The demand for loans is also fairly high in this segment. From two-wheelers to property and higher education loans, the requirements can include both essential as well as aspirational expenses. However, the formal credit system rarely considers them as ideal candidates. This can be counter-productive because it means that the industry loses a major part of the market which has the resources to avail loans. Fintechs are now starting to leverage technology to identify and address the needs of this growing consumer base.

Sources of blue-collar loans

Where do blue-collar workers usually go for loans? Those who have regular employment, often use employer loans to meet their requirements. Many companies have loan facilities like vehicle loans or housing loans. In some cases, there may be employees cooperative societies where they can also get access to employee loans. However, these loans are not always available. 

Many blue-collar workers also fall outside the ambit of formal employment, often working as freelancers or in companies that may not even provide them with a regular fixed paycheck. Given these conditions, many of them end up going to money lenders outside the formal credit infrastructure. These lenders often charge an unreasonably high-interest rate that ends up choking the borrower, catching workers in a vicious debt cycle.

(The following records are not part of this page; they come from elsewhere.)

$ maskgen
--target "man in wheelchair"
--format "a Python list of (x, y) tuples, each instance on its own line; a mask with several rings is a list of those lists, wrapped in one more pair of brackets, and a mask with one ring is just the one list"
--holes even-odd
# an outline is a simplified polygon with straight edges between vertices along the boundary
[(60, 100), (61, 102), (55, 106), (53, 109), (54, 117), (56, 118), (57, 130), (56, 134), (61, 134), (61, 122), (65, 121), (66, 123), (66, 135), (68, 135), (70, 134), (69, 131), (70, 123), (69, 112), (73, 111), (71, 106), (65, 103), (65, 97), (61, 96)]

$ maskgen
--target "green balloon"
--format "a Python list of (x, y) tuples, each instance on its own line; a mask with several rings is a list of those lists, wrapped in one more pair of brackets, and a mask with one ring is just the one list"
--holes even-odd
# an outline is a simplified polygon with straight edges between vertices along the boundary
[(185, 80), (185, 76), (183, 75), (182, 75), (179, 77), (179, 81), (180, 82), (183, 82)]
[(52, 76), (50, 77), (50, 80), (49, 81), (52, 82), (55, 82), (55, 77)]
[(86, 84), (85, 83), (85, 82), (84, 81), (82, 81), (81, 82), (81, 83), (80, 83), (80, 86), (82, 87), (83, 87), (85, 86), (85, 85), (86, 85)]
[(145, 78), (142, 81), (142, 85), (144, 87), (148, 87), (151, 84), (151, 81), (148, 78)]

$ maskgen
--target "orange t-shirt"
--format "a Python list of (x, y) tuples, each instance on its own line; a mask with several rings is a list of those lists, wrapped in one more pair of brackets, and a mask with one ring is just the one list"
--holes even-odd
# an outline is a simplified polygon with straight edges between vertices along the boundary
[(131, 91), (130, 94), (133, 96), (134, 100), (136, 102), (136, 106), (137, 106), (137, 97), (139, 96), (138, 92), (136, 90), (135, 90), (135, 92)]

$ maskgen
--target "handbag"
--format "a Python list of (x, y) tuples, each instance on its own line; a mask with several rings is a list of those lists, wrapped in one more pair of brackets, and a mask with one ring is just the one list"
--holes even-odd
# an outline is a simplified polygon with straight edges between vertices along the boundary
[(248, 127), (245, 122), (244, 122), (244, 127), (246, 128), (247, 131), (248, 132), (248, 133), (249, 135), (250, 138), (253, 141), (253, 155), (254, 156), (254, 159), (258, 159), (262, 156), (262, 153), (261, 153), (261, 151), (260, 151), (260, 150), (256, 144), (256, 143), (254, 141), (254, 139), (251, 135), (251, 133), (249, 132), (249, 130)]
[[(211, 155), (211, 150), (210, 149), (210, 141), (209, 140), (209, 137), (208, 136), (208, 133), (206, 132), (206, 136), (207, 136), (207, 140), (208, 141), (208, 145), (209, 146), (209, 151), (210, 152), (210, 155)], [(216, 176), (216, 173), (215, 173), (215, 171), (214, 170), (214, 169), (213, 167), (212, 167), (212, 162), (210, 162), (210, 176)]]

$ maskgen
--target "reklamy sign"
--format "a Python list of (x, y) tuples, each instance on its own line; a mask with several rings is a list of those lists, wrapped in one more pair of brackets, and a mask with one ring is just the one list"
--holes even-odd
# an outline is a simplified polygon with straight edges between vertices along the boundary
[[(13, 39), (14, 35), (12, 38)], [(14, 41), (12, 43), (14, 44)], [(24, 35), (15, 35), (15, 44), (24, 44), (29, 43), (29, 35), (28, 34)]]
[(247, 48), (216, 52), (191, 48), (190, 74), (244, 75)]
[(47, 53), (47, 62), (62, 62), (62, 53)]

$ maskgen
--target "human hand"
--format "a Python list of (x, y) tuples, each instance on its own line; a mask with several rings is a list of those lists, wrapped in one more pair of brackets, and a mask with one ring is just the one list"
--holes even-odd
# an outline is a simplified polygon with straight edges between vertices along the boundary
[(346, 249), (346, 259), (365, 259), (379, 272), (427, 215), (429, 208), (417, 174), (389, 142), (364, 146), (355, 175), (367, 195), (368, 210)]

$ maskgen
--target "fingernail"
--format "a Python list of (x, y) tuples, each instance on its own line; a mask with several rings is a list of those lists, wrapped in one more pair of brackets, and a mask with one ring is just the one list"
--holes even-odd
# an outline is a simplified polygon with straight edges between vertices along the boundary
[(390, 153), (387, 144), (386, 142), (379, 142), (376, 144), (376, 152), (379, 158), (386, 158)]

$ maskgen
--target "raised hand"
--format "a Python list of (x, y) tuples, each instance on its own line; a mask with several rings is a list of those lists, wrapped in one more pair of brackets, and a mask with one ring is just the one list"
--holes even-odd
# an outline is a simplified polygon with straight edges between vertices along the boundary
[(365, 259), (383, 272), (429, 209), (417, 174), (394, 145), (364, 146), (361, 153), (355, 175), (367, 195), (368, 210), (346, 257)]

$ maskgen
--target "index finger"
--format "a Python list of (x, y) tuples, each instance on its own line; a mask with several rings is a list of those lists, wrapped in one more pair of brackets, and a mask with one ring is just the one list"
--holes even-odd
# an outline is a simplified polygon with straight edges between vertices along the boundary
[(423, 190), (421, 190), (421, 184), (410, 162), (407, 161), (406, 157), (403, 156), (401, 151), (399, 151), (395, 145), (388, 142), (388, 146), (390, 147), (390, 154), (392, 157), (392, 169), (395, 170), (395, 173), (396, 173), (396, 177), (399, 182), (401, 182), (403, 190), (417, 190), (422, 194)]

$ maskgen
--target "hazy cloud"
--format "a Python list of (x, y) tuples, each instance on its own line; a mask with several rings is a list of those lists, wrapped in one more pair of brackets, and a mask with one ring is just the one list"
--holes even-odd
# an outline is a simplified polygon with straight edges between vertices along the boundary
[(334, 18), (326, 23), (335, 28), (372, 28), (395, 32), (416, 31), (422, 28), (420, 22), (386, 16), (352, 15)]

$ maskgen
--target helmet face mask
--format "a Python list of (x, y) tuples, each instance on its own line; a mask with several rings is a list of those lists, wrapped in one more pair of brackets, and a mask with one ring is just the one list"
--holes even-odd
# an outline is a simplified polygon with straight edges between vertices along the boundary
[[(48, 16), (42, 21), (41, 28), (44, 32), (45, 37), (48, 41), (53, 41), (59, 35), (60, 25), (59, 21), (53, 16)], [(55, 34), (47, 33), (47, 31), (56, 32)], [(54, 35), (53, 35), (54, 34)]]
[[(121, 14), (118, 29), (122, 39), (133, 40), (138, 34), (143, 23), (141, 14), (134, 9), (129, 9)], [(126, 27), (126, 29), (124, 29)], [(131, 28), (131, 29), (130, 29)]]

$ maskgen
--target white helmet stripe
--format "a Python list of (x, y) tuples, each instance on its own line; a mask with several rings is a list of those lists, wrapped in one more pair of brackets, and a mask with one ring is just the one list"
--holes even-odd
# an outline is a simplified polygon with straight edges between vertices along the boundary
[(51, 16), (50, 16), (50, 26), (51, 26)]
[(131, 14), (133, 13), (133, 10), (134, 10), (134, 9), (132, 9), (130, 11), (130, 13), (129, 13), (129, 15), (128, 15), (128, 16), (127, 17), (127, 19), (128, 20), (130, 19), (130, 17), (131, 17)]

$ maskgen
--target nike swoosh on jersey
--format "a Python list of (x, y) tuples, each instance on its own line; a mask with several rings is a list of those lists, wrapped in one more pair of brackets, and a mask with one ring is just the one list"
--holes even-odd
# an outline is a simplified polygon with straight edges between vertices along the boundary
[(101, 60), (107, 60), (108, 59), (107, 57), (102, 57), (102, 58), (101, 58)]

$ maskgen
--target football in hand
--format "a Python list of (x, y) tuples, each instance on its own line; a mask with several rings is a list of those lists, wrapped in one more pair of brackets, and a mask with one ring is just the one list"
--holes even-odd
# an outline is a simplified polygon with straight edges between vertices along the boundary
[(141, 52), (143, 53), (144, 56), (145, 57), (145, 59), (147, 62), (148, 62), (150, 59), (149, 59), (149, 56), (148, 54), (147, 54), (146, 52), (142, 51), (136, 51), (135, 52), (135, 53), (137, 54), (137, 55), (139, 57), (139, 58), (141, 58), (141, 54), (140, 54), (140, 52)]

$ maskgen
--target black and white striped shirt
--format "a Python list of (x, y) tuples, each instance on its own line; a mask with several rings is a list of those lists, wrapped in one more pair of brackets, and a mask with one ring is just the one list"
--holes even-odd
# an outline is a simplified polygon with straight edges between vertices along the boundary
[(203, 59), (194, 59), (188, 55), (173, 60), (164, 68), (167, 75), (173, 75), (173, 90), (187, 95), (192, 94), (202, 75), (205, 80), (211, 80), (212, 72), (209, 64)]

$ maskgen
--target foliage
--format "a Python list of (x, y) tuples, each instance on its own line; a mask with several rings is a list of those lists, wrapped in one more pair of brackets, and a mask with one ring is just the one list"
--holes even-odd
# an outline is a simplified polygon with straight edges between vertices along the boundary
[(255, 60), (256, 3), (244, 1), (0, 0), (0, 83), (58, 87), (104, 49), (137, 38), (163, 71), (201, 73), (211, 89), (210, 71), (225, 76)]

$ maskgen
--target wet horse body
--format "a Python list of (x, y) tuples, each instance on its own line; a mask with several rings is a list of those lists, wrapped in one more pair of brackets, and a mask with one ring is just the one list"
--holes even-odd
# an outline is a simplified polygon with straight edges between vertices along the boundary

The result is that we have a large segment of the population that needs loans and is capable of repayment, but is unable to access them through the regular channels. As a result, they often fail to exploit the opportunities and advantages that are easily available to people with higher incomes. Not only does it harm their prospects, but it can also have a generational impact where the lack of the privilege of one generation limits the opportunities for the coming generations.

Breaking the stereotype

Many fintechs have stepped up to bridge this gap. The key differentiating factor is the availability of technology that has helped them tackle the credit challenges. Coupled with some innovative and bold measures, these fintechs have been largely successful in tapping this massive market with a healthy scope for further expansion. Some of their key levers for growth are:

Data: One of the challenges faced by this income class is the lack of reliable data they can furnish as part of loan surety. With no assets or credit cards, they cannot furnish sufficient proof of their income or spending pattern. Fintechs have resolved this challenge by collecting data from their digital footprint through tools like UPI spend, lifestyle apps, location data, and demographic information. 

Partnering with banks: While banks are limited by rigid rules and regulations when it comes to assessing and structuring loans, fintechs can use an alternative model. In many cases, they have stepped in as a bridge between the banks and the borrowers by partnering with banks to disburse and handle the end-to-end management of loans. It’s a win-win situation for all where the banks can widen their ambit to the working class while reducing their risks. Fintechs can reach out to a growing class of consumers with high demand, while the borrowers finally have easy access to the banking structure. 

Flexible repayments: One of the challenges in lending to blue-collar workers is repayment. Since many such workers fall under the gig economy, they don’t have a fixed pay date for every month. In addition, many of them may not have the financial means to repay loans if their repayment date falls before their payday. Fintechs have worked around this bottleneck by restructuring repayments according to the worker’s payday. This flexibility ensures that loans are repaid immediately on the availability of their pay, thus reducing the chances of default. 

Consolidated services: A significant advantage that fintechs offer across the board is the consolidation of financial services. Lending platforms offer loans that can range from small-ticket loans like buying gold for marriage to more long-term lending like education loans. In addition, some platforms also provide services like insurance or investment advice.  

Blue-collar workers form the backbone of our economy. To ensure that the economy goes forward, we need to ensure that they are also included in our formal credit structure. Emerging fintechs with their innovative measures have provided a much-needed bridge to address their credit needs and thereby, help in strengthening the lending infrastructure of the economy as a whole.